Still, Clinton would be better for conservatives than Trump. The difference is that conservatives wouldn’t have to defend Clinton’s positions—or justify her flip-flopping. In opposition, conservatives would have no obligation to party solidarity and would be free to support Clinton when her policies aligned with theirs, and free to oppose her when they don’t. Clinton says she now opposes the TPP, a trade pact she spent years touting as secretary of State. If, once in office, she decides she supports it again, fine. At least she’s not opposed to the idea of free trade deals.

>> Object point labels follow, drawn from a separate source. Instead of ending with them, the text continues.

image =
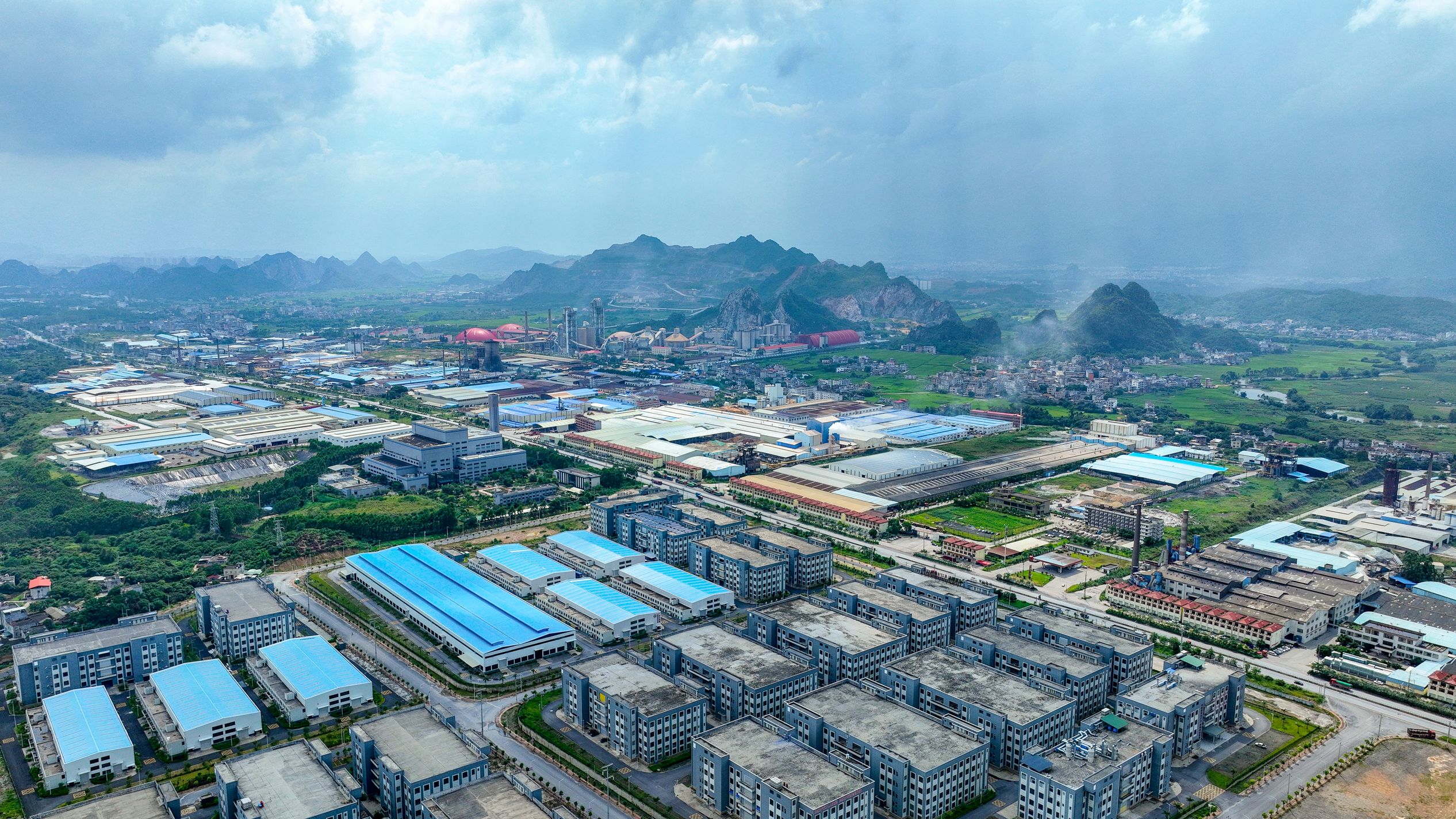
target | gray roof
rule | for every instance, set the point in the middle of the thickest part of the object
(767, 754)
(888, 725)
(1129, 742)
(825, 624)
(887, 599)
(244, 599)
(1191, 686)
(723, 650)
(986, 687)
(289, 780)
(786, 539)
(738, 552)
(493, 799)
(637, 686)
(420, 744)
(95, 639)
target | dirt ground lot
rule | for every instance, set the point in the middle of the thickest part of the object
(1400, 780)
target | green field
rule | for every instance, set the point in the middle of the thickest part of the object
(1306, 359)
(986, 521)
(1218, 512)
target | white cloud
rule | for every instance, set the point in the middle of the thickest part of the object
(289, 39)
(1405, 12)
(1187, 25)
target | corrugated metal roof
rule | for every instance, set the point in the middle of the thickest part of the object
(474, 610)
(592, 547)
(312, 667)
(527, 563)
(85, 724)
(675, 582)
(600, 599)
(200, 694)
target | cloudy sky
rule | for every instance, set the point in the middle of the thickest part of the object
(1296, 133)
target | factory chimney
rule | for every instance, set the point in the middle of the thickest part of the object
(1389, 493)
(1137, 535)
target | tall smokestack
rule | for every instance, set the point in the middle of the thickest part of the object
(1137, 535)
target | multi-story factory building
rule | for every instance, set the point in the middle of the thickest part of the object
(924, 626)
(1101, 771)
(56, 662)
(1084, 680)
(841, 646)
(641, 711)
(710, 521)
(745, 768)
(605, 512)
(921, 767)
(810, 564)
(749, 575)
(657, 537)
(1191, 698)
(740, 676)
(244, 617)
(442, 452)
(404, 758)
(969, 608)
(1132, 661)
(1016, 716)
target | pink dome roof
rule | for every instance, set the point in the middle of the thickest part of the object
(475, 334)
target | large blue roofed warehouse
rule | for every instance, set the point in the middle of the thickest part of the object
(488, 627)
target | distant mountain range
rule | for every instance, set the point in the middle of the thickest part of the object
(474, 267)
(753, 279)
(1344, 309)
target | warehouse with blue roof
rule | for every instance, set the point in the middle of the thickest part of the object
(79, 736)
(1155, 470)
(484, 626)
(197, 706)
(590, 553)
(308, 676)
(600, 611)
(520, 570)
(672, 591)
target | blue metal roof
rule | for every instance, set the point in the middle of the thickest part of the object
(469, 607)
(592, 545)
(312, 667)
(675, 582)
(160, 441)
(600, 599)
(341, 413)
(85, 724)
(200, 694)
(527, 563)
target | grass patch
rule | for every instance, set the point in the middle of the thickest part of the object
(989, 521)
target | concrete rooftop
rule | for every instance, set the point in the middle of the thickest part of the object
(804, 773)
(888, 725)
(723, 650)
(829, 626)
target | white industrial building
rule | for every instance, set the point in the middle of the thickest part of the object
(309, 678)
(197, 706)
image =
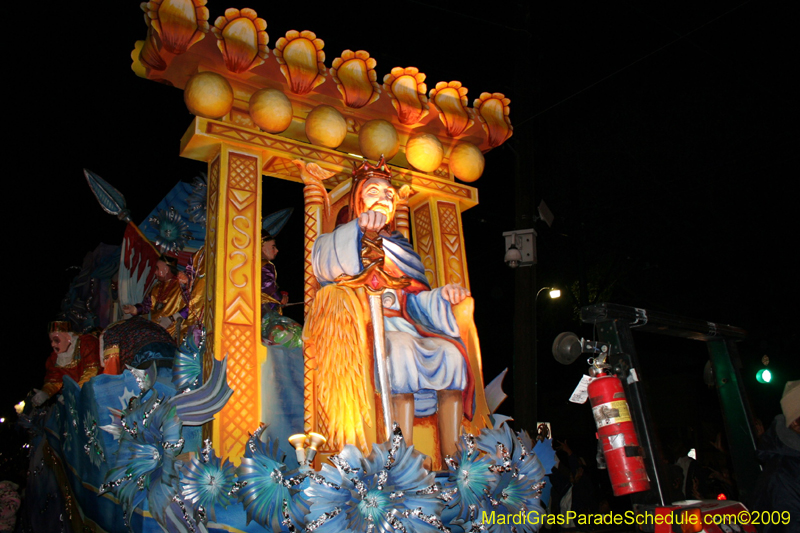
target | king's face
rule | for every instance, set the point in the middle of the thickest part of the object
(60, 341)
(378, 195)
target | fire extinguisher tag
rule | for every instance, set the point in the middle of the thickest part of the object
(581, 392)
(609, 413)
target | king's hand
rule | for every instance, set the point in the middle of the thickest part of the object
(454, 293)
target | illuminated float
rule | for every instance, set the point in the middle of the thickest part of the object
(319, 452)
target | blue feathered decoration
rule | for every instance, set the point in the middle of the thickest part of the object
(387, 491)
(208, 482)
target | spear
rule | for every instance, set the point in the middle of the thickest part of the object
(374, 279)
(111, 200)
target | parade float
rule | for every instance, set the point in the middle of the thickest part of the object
(219, 414)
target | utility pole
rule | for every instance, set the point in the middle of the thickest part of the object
(524, 373)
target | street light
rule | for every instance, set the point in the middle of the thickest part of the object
(554, 293)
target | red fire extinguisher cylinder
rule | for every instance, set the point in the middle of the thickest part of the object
(617, 434)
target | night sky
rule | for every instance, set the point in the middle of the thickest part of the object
(663, 136)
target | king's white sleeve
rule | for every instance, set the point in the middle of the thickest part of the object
(336, 253)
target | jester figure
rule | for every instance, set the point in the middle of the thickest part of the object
(74, 355)
(428, 364)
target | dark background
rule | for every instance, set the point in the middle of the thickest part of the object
(662, 135)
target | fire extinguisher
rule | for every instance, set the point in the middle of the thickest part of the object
(624, 456)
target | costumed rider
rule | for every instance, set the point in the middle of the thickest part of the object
(271, 298)
(76, 356)
(168, 299)
(428, 364)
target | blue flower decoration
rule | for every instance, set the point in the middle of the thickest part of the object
(147, 464)
(521, 476)
(208, 482)
(270, 493)
(387, 491)
(197, 200)
(472, 477)
(173, 231)
(187, 368)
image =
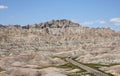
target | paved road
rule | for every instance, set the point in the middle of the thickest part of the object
(88, 69)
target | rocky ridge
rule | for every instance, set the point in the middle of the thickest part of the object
(41, 47)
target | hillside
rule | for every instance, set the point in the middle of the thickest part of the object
(42, 47)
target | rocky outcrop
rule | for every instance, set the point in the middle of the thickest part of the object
(40, 46)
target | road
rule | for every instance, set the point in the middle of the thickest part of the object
(88, 69)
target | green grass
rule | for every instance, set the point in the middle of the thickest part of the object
(95, 66)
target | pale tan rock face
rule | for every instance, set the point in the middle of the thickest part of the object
(42, 48)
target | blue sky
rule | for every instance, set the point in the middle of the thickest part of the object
(92, 13)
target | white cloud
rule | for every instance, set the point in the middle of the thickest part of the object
(93, 22)
(116, 21)
(3, 7)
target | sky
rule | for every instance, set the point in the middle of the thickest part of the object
(88, 13)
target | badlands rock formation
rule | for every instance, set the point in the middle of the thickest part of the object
(40, 49)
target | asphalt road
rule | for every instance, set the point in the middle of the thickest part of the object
(88, 69)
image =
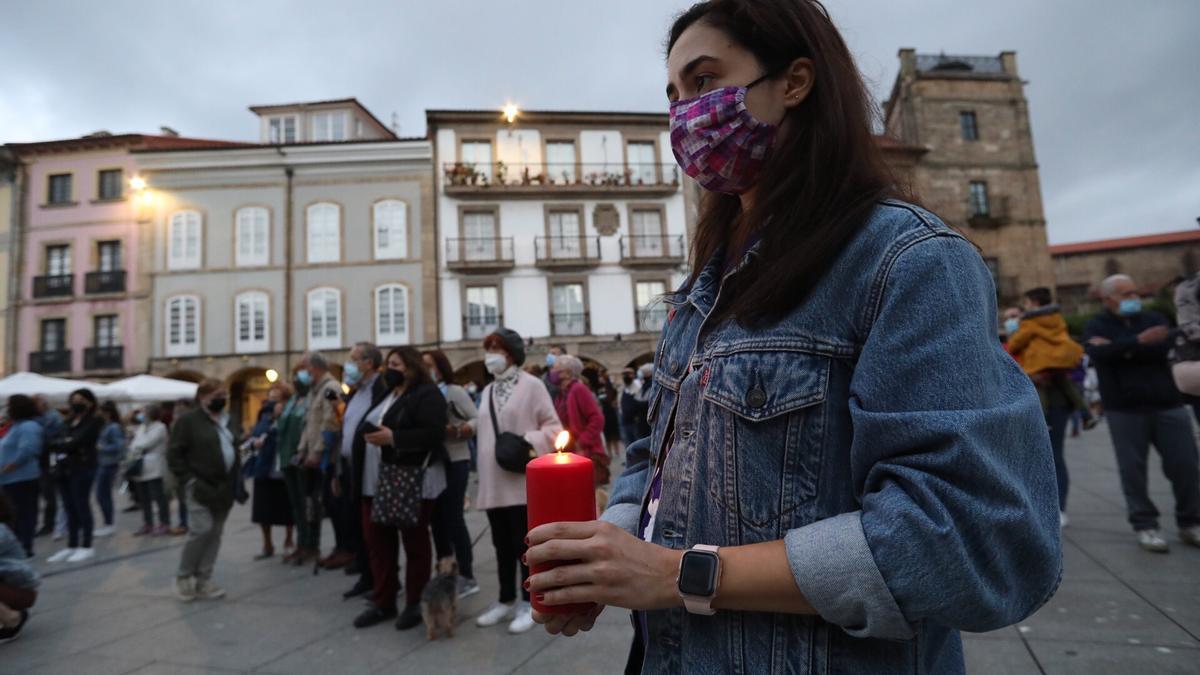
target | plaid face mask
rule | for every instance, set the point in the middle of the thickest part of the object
(718, 142)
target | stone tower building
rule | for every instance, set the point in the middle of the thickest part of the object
(976, 168)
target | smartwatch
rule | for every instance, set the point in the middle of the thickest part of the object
(700, 569)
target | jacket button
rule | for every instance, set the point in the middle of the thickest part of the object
(756, 398)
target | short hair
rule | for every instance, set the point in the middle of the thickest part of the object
(207, 387)
(371, 352)
(1039, 296)
(22, 407)
(1108, 285)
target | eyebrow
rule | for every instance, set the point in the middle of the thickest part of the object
(690, 67)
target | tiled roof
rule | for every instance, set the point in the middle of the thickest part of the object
(1126, 243)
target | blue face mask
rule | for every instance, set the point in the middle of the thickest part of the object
(1129, 306)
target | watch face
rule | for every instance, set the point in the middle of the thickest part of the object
(697, 573)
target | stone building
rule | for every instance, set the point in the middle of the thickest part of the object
(1153, 262)
(965, 144)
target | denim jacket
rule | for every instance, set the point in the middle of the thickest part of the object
(882, 432)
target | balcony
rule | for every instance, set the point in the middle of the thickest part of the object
(652, 249)
(575, 323)
(103, 358)
(49, 362)
(480, 254)
(567, 251)
(112, 281)
(467, 179)
(54, 286)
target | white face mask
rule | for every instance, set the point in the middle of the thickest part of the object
(496, 364)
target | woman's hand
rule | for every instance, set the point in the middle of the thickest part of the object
(609, 566)
(381, 437)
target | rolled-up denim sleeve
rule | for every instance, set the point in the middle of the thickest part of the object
(951, 463)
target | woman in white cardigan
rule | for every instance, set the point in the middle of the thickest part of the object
(523, 407)
(150, 446)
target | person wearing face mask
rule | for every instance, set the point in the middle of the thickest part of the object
(406, 429)
(1129, 346)
(521, 406)
(75, 458)
(202, 454)
(831, 483)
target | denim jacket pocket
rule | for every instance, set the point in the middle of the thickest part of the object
(771, 429)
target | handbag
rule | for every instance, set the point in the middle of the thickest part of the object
(513, 452)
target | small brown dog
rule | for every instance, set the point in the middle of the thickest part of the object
(439, 601)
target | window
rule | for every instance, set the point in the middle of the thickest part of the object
(391, 230)
(970, 127)
(184, 326)
(329, 126)
(109, 184)
(324, 318)
(59, 190)
(979, 198)
(642, 165)
(184, 240)
(58, 261)
(651, 311)
(54, 334)
(251, 321)
(324, 238)
(561, 161)
(569, 314)
(483, 311)
(647, 231)
(106, 332)
(109, 254)
(252, 225)
(282, 130)
(479, 236)
(391, 315)
(478, 153)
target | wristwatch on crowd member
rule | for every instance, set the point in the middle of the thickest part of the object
(700, 571)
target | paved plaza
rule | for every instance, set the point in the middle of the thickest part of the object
(1119, 610)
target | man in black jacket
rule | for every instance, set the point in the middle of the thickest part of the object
(1129, 347)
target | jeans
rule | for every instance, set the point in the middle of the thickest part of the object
(450, 533)
(1170, 432)
(24, 502)
(1057, 418)
(105, 478)
(150, 493)
(509, 526)
(76, 490)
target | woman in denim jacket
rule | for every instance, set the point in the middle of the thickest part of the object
(833, 422)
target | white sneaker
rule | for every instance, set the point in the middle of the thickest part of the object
(1152, 541)
(523, 621)
(82, 555)
(61, 555)
(495, 614)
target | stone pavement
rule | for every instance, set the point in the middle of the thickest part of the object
(1119, 610)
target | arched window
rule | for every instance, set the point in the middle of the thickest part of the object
(252, 223)
(391, 230)
(324, 318)
(183, 326)
(184, 240)
(251, 322)
(324, 233)
(391, 315)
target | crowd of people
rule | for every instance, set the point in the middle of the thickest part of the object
(385, 454)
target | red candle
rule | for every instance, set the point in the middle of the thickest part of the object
(559, 488)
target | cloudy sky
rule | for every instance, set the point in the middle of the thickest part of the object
(1111, 83)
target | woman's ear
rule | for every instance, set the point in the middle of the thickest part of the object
(801, 77)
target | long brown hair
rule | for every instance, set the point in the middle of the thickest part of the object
(822, 179)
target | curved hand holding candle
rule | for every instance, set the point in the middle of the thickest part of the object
(559, 488)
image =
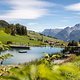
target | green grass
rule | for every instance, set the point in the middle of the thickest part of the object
(26, 39)
(39, 70)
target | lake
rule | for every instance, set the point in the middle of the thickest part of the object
(32, 54)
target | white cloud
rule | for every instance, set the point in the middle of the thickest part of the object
(27, 9)
(73, 7)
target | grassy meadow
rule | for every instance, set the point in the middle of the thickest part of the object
(42, 70)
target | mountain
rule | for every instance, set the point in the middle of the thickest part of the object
(66, 34)
(51, 32)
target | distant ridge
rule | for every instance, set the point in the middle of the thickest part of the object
(66, 34)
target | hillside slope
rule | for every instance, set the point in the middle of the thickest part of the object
(33, 39)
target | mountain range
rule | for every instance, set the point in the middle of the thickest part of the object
(66, 34)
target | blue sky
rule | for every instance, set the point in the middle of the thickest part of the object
(38, 15)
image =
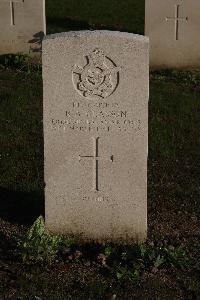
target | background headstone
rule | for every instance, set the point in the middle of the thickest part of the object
(22, 25)
(173, 30)
(95, 134)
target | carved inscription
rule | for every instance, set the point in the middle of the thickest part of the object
(176, 20)
(98, 79)
(96, 158)
(96, 117)
(12, 10)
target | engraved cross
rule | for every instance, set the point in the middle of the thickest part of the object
(176, 19)
(96, 158)
(12, 10)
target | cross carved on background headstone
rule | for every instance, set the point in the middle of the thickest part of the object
(12, 10)
(176, 19)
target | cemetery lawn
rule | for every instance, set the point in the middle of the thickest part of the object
(92, 271)
(125, 15)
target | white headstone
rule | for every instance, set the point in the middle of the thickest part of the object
(95, 134)
(22, 26)
(173, 30)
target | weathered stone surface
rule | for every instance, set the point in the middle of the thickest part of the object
(95, 134)
(22, 26)
(173, 30)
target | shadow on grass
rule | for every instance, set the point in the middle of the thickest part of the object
(74, 23)
(21, 207)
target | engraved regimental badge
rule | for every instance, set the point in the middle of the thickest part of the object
(98, 79)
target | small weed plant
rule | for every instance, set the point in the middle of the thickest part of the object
(122, 262)
(40, 246)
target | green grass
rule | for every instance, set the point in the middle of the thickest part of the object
(123, 15)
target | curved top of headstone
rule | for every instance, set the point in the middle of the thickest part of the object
(105, 33)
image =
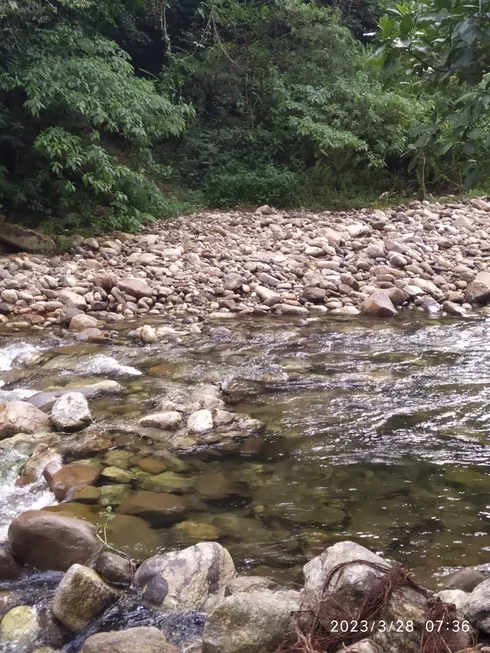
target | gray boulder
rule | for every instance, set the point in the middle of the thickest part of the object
(357, 578)
(25, 239)
(46, 540)
(464, 579)
(71, 412)
(81, 596)
(190, 579)
(133, 640)
(21, 417)
(135, 287)
(379, 305)
(478, 292)
(250, 622)
(477, 607)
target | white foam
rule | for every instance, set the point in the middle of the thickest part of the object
(101, 364)
(15, 500)
(15, 353)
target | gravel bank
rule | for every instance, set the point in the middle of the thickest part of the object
(431, 256)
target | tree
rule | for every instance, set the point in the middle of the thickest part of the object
(285, 98)
(76, 124)
(443, 47)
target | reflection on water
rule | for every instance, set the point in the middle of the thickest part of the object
(376, 432)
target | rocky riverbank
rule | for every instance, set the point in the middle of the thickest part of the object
(193, 600)
(429, 256)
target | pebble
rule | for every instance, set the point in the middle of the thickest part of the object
(252, 262)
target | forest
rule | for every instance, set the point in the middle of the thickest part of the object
(117, 112)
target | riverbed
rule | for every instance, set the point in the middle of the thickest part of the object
(374, 431)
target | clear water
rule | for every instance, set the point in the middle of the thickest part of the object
(376, 432)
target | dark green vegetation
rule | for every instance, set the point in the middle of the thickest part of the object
(117, 111)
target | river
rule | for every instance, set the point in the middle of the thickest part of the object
(376, 432)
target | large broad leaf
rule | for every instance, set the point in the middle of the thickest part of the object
(406, 24)
(472, 176)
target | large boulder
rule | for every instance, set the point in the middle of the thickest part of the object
(346, 574)
(379, 305)
(46, 540)
(135, 287)
(71, 412)
(24, 239)
(200, 422)
(133, 640)
(357, 578)
(21, 417)
(477, 606)
(154, 506)
(478, 292)
(69, 477)
(190, 579)
(81, 596)
(9, 567)
(250, 622)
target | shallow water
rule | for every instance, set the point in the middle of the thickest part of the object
(376, 432)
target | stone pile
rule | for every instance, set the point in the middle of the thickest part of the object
(234, 614)
(218, 265)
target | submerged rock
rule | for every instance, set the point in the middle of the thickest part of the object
(477, 606)
(114, 568)
(153, 506)
(464, 579)
(69, 477)
(45, 540)
(457, 598)
(9, 567)
(21, 417)
(81, 596)
(187, 579)
(169, 419)
(250, 622)
(20, 626)
(71, 412)
(132, 640)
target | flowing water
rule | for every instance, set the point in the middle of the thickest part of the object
(376, 432)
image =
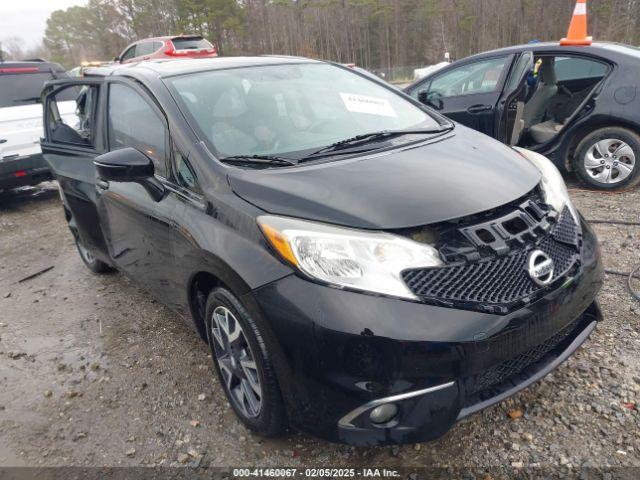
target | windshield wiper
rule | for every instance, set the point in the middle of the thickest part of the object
(375, 137)
(258, 159)
(28, 100)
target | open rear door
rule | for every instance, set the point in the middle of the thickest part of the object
(510, 110)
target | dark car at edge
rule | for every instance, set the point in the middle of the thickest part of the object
(577, 105)
(363, 269)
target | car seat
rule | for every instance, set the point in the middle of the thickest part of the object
(536, 108)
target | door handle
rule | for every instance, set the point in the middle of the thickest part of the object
(479, 108)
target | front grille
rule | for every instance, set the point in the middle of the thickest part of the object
(512, 367)
(497, 283)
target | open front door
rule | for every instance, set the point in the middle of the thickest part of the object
(510, 110)
(71, 142)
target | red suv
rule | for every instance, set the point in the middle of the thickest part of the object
(182, 46)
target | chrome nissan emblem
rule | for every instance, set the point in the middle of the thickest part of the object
(540, 267)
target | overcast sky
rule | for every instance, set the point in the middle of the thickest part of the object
(27, 19)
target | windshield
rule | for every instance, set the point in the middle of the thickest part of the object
(190, 43)
(282, 109)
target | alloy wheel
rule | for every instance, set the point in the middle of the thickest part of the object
(610, 161)
(236, 362)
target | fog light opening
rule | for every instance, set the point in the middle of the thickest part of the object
(383, 413)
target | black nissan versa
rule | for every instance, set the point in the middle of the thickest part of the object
(363, 269)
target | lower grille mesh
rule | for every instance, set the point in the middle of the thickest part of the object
(499, 281)
(514, 366)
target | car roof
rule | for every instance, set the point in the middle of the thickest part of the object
(169, 37)
(170, 67)
(41, 65)
(597, 48)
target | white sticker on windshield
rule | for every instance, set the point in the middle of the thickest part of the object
(364, 104)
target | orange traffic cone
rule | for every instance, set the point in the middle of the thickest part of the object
(578, 28)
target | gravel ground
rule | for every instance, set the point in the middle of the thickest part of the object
(94, 372)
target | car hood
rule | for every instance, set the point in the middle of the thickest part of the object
(457, 175)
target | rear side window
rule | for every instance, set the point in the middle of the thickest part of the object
(576, 68)
(133, 122)
(478, 77)
(22, 88)
(196, 43)
(71, 115)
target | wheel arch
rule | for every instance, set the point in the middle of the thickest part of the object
(213, 272)
(573, 140)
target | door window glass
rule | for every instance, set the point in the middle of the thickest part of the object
(134, 123)
(576, 68)
(477, 77)
(184, 173)
(71, 115)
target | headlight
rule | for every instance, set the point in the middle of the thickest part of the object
(367, 261)
(553, 186)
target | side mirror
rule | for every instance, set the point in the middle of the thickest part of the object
(129, 165)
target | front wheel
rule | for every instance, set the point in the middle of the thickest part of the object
(609, 159)
(243, 364)
(92, 263)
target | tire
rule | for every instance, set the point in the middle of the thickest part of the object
(92, 263)
(246, 361)
(609, 159)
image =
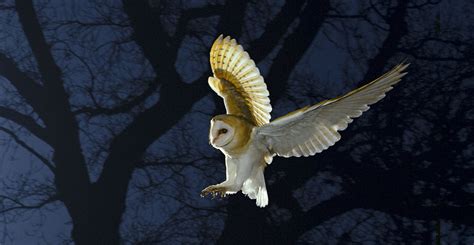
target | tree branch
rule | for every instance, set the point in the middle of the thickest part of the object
(295, 45)
(26, 122)
(28, 148)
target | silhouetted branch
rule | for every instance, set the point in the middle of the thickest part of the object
(28, 148)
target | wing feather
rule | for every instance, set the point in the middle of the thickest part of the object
(313, 129)
(238, 81)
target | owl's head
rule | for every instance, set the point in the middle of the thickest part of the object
(221, 133)
(229, 132)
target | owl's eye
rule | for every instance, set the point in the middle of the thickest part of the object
(222, 131)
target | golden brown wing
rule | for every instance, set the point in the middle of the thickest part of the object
(313, 129)
(238, 81)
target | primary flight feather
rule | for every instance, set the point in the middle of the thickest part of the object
(249, 140)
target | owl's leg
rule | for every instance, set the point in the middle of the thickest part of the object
(255, 188)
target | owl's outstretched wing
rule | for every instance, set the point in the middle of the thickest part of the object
(238, 81)
(313, 129)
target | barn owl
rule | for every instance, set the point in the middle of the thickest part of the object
(249, 140)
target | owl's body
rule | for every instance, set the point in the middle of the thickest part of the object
(245, 157)
(249, 140)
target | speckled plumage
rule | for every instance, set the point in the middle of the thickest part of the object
(247, 137)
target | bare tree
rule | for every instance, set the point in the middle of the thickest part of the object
(111, 100)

A similar logic applies to foreign policy. Is Clinton’s foreign policy record horrible? Yes. Will she abandon our allies and dismantle NATO at the behest of Russia, as Trump has indicated he would do? No, she wouldn’t. For all her incompetence in foreign policy, at least Clinton doesn’t subscribe to the “America first” view that the United States is just one nation among many. At least she believes, unlike Trump, that the post-Cold War international order should be preserved and that America has a unique responsibility to preserve it.
Some conservatives will no doubt object: what about Republicans in down-ballot races? Won’t abandoning Trump in the general election hurt GOP candidates across the board?
Probably, but whether you vote for Clinton, Trump, or abstain, without a third-party candidate for down-ballot Republicans to coalesce around, they will likely be hurt by Trump’s nomination.